Remember the Marxists formula of education to re-form people’s values preparing the way for legislation to enforce those values. Contemporary Marxists make no secret of this; my university professors repeatedly extolled the stratagem. But, though the Marxist cultural transformation begins with self-policing, it inevitably devolves to governmental enforcement, the suppression of freedoms being seen as necessary expediencies in the march to the egalitarian society.

The operations of the Human Rights Commissions in Canada illustrate this: more than alternative dispute-resolution agencies, these are intended to bully the incompliant into conforming to the Commission’s politically correct expectations.

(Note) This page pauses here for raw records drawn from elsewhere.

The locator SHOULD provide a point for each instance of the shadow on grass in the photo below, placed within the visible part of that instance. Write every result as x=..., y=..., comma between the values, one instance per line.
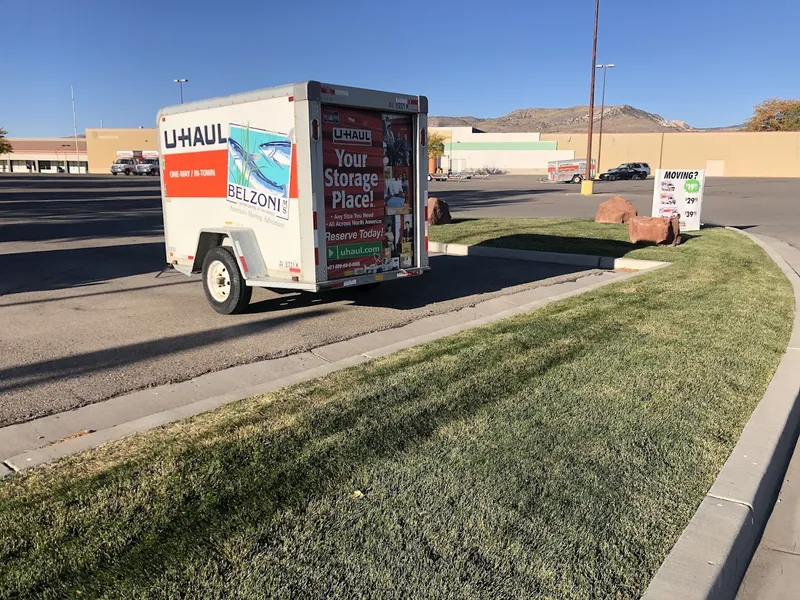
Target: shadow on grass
x=248, y=480
x=615, y=248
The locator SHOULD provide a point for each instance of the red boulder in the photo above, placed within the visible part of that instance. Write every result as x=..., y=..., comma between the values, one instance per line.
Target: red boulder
x=615, y=210
x=438, y=212
x=655, y=230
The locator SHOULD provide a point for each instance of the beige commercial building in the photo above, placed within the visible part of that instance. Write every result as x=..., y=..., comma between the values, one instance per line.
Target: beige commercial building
x=724, y=153
x=103, y=145
x=729, y=154
x=45, y=155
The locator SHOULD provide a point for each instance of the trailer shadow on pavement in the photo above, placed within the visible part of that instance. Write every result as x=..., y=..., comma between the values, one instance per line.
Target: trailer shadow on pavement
x=83, y=345
x=46, y=270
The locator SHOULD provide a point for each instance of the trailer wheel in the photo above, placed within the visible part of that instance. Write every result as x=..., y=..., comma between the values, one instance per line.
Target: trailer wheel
x=225, y=288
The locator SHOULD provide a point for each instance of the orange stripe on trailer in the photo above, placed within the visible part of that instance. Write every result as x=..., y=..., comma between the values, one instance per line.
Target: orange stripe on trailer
x=293, y=193
x=196, y=174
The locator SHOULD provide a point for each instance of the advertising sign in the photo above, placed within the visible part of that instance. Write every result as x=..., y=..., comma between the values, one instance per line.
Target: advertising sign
x=259, y=169
x=679, y=193
x=368, y=180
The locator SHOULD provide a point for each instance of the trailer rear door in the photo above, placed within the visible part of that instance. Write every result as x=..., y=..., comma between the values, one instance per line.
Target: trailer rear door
x=371, y=212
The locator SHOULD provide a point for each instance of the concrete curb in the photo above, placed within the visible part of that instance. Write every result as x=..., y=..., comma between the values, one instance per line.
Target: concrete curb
x=196, y=399
x=580, y=260
x=712, y=554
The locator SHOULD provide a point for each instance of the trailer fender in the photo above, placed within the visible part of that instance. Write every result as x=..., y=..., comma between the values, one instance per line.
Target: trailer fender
x=244, y=245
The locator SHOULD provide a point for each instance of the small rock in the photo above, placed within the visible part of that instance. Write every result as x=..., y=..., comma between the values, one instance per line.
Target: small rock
x=438, y=212
x=615, y=210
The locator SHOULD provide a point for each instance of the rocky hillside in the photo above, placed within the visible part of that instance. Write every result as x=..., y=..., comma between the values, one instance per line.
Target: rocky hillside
x=618, y=119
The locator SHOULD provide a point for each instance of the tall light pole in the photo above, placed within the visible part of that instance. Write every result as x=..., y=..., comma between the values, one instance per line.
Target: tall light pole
x=588, y=174
x=180, y=82
x=602, y=109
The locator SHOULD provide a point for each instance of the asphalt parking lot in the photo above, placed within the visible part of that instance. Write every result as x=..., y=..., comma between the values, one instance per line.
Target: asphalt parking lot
x=83, y=317
x=766, y=206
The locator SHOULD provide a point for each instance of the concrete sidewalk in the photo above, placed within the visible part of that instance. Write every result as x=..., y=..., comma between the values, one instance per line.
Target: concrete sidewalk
x=774, y=572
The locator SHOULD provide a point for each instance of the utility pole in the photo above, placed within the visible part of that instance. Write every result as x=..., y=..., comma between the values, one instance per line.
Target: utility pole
x=602, y=110
x=75, y=131
x=180, y=82
x=587, y=190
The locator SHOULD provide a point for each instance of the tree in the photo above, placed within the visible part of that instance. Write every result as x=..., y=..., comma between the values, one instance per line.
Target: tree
x=5, y=146
x=436, y=144
x=775, y=114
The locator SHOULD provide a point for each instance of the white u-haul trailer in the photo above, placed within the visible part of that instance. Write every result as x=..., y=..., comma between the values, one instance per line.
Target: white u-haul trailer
x=307, y=186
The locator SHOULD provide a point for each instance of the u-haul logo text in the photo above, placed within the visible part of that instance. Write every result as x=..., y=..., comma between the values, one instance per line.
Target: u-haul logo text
x=355, y=137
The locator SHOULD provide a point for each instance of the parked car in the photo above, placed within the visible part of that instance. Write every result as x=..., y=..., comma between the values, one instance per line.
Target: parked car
x=123, y=165
x=149, y=166
x=641, y=167
x=573, y=170
x=621, y=173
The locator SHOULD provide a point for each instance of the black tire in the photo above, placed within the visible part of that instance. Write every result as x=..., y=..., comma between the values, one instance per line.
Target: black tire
x=238, y=296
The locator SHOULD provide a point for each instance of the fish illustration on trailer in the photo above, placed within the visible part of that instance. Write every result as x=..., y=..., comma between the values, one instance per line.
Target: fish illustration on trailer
x=245, y=162
x=278, y=153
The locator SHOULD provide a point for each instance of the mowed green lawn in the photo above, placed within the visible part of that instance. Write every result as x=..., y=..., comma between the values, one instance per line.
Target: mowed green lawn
x=558, y=454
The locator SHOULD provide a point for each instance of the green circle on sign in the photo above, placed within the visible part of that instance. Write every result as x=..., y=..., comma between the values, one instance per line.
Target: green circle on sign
x=691, y=186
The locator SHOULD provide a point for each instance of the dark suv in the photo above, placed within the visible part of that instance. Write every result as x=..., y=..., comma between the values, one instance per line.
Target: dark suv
x=642, y=168
x=149, y=166
x=123, y=165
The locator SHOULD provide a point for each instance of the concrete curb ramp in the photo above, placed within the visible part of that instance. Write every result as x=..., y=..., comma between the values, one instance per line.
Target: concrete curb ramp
x=26, y=445
x=579, y=260
x=712, y=554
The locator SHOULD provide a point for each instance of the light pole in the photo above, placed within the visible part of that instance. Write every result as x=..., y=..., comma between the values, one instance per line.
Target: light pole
x=180, y=82
x=602, y=109
x=587, y=189
x=66, y=160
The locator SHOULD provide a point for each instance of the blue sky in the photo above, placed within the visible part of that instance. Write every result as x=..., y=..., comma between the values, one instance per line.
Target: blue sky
x=706, y=62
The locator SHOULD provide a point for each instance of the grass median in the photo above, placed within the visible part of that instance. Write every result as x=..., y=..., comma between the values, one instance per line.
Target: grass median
x=557, y=454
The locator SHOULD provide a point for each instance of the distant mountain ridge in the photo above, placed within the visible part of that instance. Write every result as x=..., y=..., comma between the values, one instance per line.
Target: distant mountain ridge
x=575, y=119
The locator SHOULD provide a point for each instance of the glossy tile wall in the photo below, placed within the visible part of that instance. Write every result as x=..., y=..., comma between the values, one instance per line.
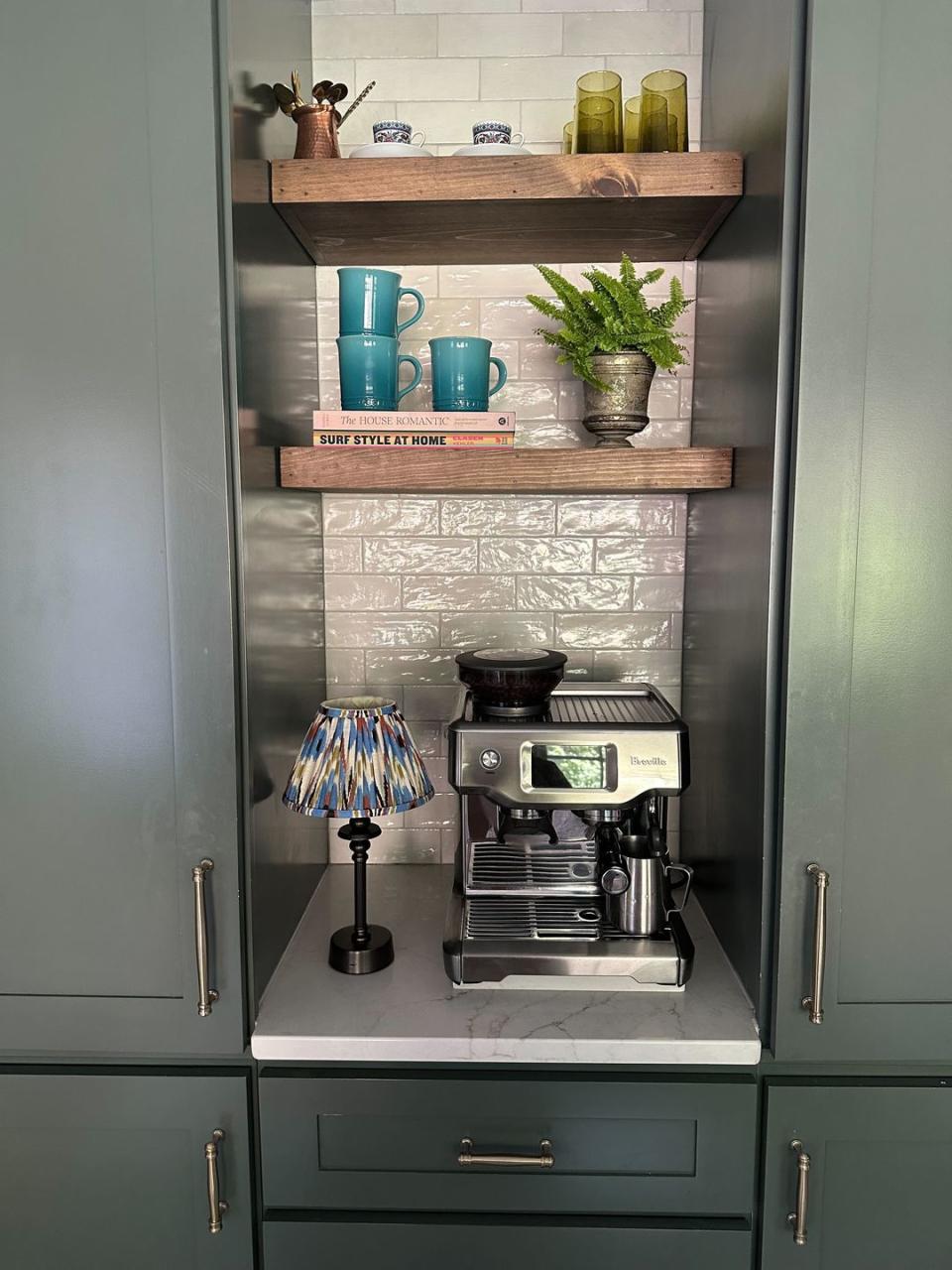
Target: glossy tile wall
x=412, y=580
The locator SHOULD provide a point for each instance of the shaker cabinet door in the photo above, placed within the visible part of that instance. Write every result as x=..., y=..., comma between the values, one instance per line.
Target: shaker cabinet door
x=867, y=776
x=117, y=729
x=875, y=1194
x=109, y=1173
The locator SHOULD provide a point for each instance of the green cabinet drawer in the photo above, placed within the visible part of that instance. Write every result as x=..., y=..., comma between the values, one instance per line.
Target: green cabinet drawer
x=403, y=1243
x=621, y=1144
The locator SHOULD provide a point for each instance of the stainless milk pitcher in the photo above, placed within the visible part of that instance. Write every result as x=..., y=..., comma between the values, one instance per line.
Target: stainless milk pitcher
x=644, y=906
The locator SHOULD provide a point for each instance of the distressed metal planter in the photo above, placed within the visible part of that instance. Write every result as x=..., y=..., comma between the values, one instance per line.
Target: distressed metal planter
x=622, y=411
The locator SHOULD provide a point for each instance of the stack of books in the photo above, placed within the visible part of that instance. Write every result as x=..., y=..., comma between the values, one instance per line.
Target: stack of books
x=408, y=430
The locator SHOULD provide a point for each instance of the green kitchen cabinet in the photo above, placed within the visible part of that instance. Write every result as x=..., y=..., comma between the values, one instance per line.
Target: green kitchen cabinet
x=117, y=627
x=463, y=1243
x=108, y=1173
x=876, y=1191
x=867, y=774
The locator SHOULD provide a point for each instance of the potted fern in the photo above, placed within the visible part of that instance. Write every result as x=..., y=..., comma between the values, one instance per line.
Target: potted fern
x=615, y=341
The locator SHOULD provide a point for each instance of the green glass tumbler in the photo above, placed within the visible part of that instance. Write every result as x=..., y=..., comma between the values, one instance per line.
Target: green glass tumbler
x=664, y=112
x=594, y=127
x=633, y=125
x=597, y=85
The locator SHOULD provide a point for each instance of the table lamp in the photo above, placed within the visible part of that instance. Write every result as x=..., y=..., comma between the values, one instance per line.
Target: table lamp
x=358, y=760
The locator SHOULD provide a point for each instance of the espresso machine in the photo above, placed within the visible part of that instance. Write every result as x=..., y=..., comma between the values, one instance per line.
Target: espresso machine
x=562, y=875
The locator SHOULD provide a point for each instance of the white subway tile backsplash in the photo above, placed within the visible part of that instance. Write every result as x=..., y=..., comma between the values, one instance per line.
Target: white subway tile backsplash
x=430, y=702
x=585, y=593
x=341, y=556
x=529, y=77
x=462, y=592
x=627, y=666
x=489, y=280
x=627, y=33
x=381, y=630
x=520, y=35
x=497, y=630
x=536, y=556
x=655, y=594
x=507, y=515
x=411, y=666
x=365, y=590
x=421, y=79
x=375, y=36
x=371, y=515
x=420, y=556
x=542, y=122
x=345, y=666
x=629, y=516
x=530, y=399
x=451, y=122
x=639, y=556
x=616, y=630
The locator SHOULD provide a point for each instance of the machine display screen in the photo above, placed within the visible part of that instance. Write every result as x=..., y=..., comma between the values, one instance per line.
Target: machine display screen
x=574, y=767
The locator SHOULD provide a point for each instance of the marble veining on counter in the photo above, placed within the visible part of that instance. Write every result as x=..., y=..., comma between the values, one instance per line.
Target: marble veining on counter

Influence on the Global Level

Ideas have consequences. Marxist ideas are not merely university classroom fare.  In 1995, the UN Commission on Global Governance issued a report titled Our Global Neighbourhood3 calling for the extension of global governance through:

  1. Global reach: exercising influence through UNESCO, the World Trade Organization, the World Bank, the International Monetary Fund, NGOs, civil society organizations and a 110,000-strong military force (‘peacekeepers’).
  2. Global Court: for the prosecution of people at a supranational level, often violating existing due process and procedural rights.
  3. Worldwide economic control: using the International Monetary Fund as a global federal reserve with a global currency displacing all others.
  4. Global taxation: for the purpose of wealth redistribution.
  5. Global Sustainable Development: to takeover private property and the water supply and to control population levels.
  6. Global regulation of arms: not to eliminate arms but to achieve world dominance.
  7. Internet control: for taxation and censorship.

The UN is not an advocate for human rights but for political hegemony.

Covenant Keepers vs. Covenant Violators

Although it co-opts the terminology of human dignity and rights from Christianity, Marxist platitudes are antithetical to the Christian worldview.

God’s order for society leads to human flourishing.  A righteous social order begins with the self-government of individual believers by the power of the Holy Spirit, choosing to live in accordance to God’s law; it doesn’t progress by way of the totalitarian state.

Let us not go the way of Babel, seeking to build a worldwide humanist utopia, but submit ourselves to the Lordship of Jesus Christ (Matt. 6:33) in our own lives, families, churches and communities calling others to obedience also.

 

For a more detailed treatment of this subject please refer to Jubilee 2013 Fall.

 

 


[1] Marx, K., Engels, F., Moore, S., & McLellan, D. (1992). The Communist manifesto. Oxford: Oxford University Press.

[2] Rushdoony, R.J. (1984). Law and Liberty. Vallecito, CA: Ross House.

3 Commission on Global Governance, Our GLOBAL Neighbourhood, (1995). Oxford University Press.